Else Mundal's article discusses both the Old Norse and Irish traditions about the mysterious island Hvítramannaland located somewhere west of Ireland. In these tales, Hvítramannaland, also known as Great Ireland, was a place inhabited by real people, although it might also be a place of no return. Mundal concludes that the stories about Hvítramannaland were traditional Irish tales modified by real Viking encounters with hostile Native Americans.
Margaret Elphingstone reflects upon the concept of the Unknown Island, proposing that it is both beyond the boundaries of geographical knowledge and yet real. It is sometimes an island previously unknown to the readers of the text, such as Pytheas' descriptions of Britain in the Hellenistic period; in other cases, such as the islands Brendan encounters, the Unknown Island is magic and wonderful. Rather than being a research paper, this contribution is more of a thought piece about the concept of Unknown Island as a driver of discovery and its persistent aloofness.

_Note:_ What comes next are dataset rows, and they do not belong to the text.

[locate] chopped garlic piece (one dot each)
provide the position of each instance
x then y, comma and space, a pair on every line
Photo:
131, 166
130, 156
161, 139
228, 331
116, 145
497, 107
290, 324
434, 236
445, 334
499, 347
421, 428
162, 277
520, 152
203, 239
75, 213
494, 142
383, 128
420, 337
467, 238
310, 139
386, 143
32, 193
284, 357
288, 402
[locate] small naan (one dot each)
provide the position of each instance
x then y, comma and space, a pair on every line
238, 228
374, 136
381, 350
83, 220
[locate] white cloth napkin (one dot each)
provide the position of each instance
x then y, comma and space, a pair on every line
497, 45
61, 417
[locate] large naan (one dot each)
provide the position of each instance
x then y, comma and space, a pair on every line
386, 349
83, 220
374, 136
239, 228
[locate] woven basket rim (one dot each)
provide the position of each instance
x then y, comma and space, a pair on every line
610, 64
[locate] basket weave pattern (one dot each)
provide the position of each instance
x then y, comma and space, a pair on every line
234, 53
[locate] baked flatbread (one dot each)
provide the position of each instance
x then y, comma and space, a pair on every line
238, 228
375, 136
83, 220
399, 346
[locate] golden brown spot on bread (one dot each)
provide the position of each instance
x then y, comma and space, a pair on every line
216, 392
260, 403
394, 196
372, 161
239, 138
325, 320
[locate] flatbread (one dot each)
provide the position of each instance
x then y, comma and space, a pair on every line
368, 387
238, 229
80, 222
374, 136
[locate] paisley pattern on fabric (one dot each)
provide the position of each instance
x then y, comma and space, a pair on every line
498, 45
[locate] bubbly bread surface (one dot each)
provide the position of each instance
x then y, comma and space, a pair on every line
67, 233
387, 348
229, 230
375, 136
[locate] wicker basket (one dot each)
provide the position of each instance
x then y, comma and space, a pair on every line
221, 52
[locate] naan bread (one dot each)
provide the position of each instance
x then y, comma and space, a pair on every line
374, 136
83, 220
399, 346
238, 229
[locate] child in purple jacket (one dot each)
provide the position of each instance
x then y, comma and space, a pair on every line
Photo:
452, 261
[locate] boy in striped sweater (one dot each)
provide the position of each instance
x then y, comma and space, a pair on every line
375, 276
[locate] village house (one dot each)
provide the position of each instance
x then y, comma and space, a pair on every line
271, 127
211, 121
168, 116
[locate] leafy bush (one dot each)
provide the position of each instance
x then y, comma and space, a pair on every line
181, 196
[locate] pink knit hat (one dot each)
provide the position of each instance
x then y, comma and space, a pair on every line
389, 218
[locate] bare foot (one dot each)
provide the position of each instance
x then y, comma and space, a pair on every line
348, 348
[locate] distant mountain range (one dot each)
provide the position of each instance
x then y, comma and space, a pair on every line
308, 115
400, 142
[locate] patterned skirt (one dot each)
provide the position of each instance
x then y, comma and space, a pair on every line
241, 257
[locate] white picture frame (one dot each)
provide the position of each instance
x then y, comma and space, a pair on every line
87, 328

I believe the three themes I've described above can be useful for thinking about how these papers fit together. The odd man out in this is Torben Kjersgaard Nielsen's piece on medieval asceticism. His article argues that the bodily exercise of asceticism marginalized the body and the religious practitioner (who Nielsen calls an "athlete") while at the same time honoring the body and the athlete as an instrument of salvation. While this article may offer some interesting interpretations of the meaning of medieval asceticism, I do not see how it fits within the scope of this book on islands. The editors tried to classify it under the theme, "the human body as an island of religious achievement" (2), but this is a big stretch--the article itself never uses the term island, although it does talk about isolation of the body and religious ascetics.
Overall, these papers leave the reader wanting more. About half of them are too short to fully explore their topics since they are relatively unmodified conference presentations. There are, however, interesting ideas and food for thought presented in many of the essays. Readers unfamiliar with Norse sources in particular get a nice taste of these materials. The authors generally included both original source material and English translations, although the placement of one or the other in the footnotes versus the text was left up to each author and some even changed in different sections of their text. In addition to making readers aware of Nordic sources, much of the scholarship referenced in the footnotes is in Nordic languages, and it is always welcome to have some discussion in English of this substantial body of work.